21.2.12

Descasamento


Casou-se. Esse poderia ser o final feliz de sua história, mas para Marta era apenas o começo. Em poucos meses, descobriu que a rotina era traiçoeira e sempre dava seus golpes quando todos estavam desatentos - no café em um domingo de manhã ou depois do futebol na TV durante a noite de quarta-feira. Nesses momentos, em que tudo parecia calmo, a monotonia da vida à dois se sobressaía, explodindo como uma bomba de hidrogênio.

- É sempre a mesma coisa, você não se dá o trabalho de levantar desse sofá e colocar o copo na pia, Eugênio.

Entre copos sujos e meias espalhadas pelo chão, o casamento desandou. Eugênio saiu de casa, Marta foi morar com a mãe. O antigo ninho de amor se transformou em um museu de recordações tão dolorosas que a maior briga era para se desfazer do imóvel.

- Eu fico com o seu carro e você me paga o resto do apartamento com as joias da sua mãe.

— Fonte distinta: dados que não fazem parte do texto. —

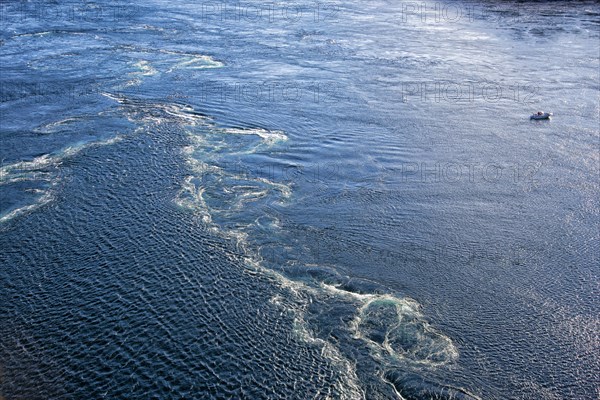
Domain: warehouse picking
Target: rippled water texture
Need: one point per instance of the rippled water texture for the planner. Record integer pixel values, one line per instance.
(299, 201)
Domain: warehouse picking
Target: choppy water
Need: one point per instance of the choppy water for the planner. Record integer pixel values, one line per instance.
(307, 200)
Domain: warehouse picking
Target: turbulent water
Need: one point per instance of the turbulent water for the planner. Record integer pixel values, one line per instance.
(299, 200)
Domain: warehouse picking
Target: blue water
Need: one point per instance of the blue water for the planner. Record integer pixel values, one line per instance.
(292, 201)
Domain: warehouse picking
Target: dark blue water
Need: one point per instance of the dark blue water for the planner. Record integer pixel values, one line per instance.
(308, 200)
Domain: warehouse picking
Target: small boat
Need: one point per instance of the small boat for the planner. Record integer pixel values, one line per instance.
(541, 115)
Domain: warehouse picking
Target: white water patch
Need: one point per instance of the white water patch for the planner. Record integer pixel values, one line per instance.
(270, 137)
(194, 62)
(145, 68)
(397, 333)
(407, 339)
(44, 168)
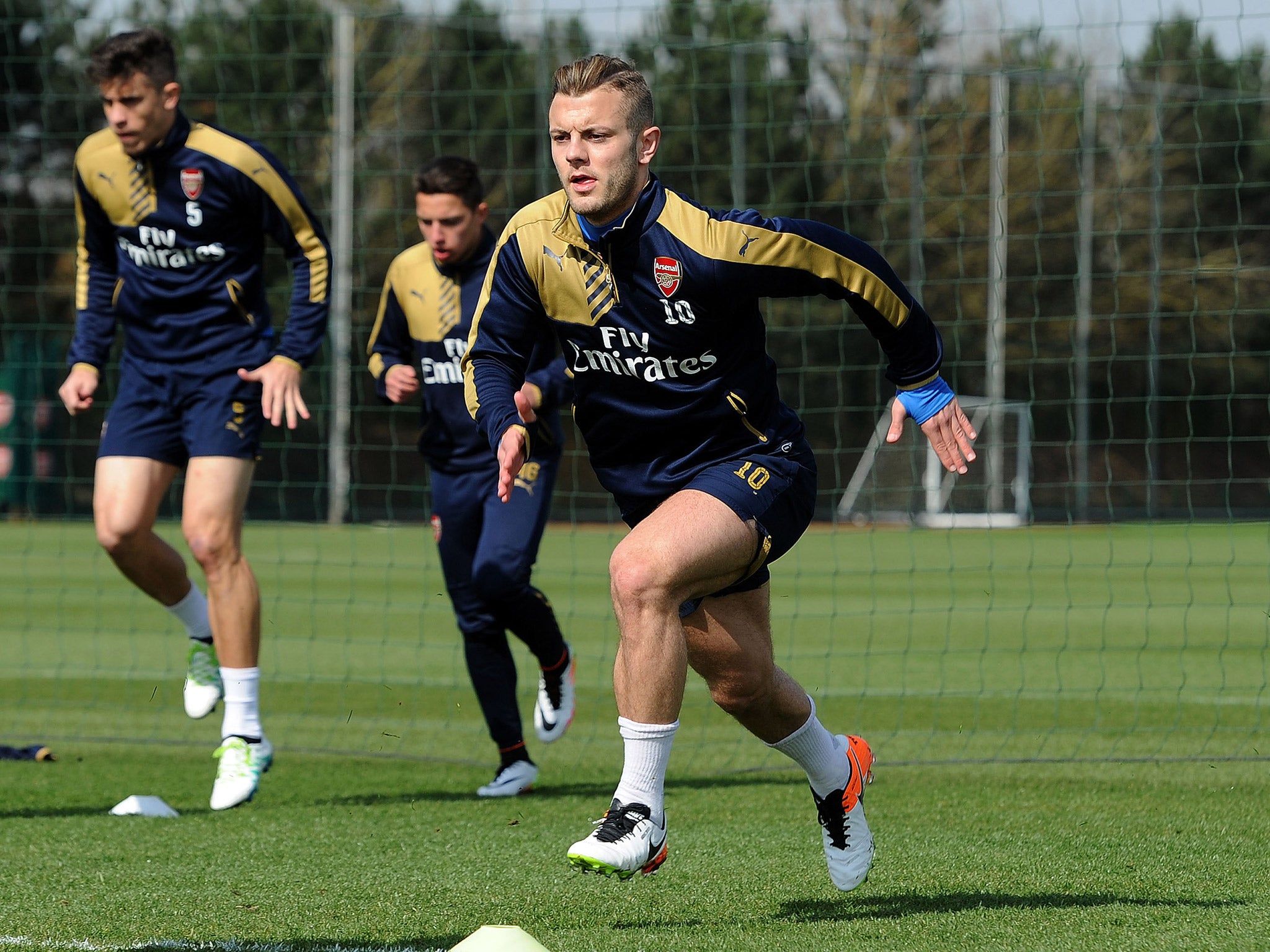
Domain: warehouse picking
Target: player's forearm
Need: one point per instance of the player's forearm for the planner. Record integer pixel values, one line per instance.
(303, 337)
(495, 412)
(94, 333)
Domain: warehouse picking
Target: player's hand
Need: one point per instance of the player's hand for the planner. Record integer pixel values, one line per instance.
(280, 394)
(533, 395)
(511, 448)
(949, 432)
(401, 381)
(78, 389)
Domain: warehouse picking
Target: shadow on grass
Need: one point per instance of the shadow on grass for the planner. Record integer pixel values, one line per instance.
(901, 906)
(424, 943)
(563, 790)
(32, 813)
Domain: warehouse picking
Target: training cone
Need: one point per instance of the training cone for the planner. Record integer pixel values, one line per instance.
(499, 938)
(143, 806)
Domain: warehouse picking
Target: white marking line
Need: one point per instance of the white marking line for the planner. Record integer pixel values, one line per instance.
(182, 946)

- Nem pensar, nas joias da mamãe você não toca!

Enquanto brigavam, não repararam naqueles dois ratinhos que encontraram no quarto do ex-casal a oportunidade de uma vida tranquila. Roedores que eram, não se preocupavam com o amor, a rotina ou o comportamento do companheiro - queriam apenas um teto para procriar e manter seu legado em segurança. Depois de cinco anos, o local estava infestado. Com a decisão judicial, Marta foi a primeira a perceber que o patrimônio não lhe pertencia mais: por usucapião, fora concedido aos asquerosos mamíferos, que a esta época já estavam chegando à casa dos milhares.

- Eugêêêênioooo! Venha ao apartamento imediatamente! Ele foi invadido por ratos! Isso é tudo culpa sua!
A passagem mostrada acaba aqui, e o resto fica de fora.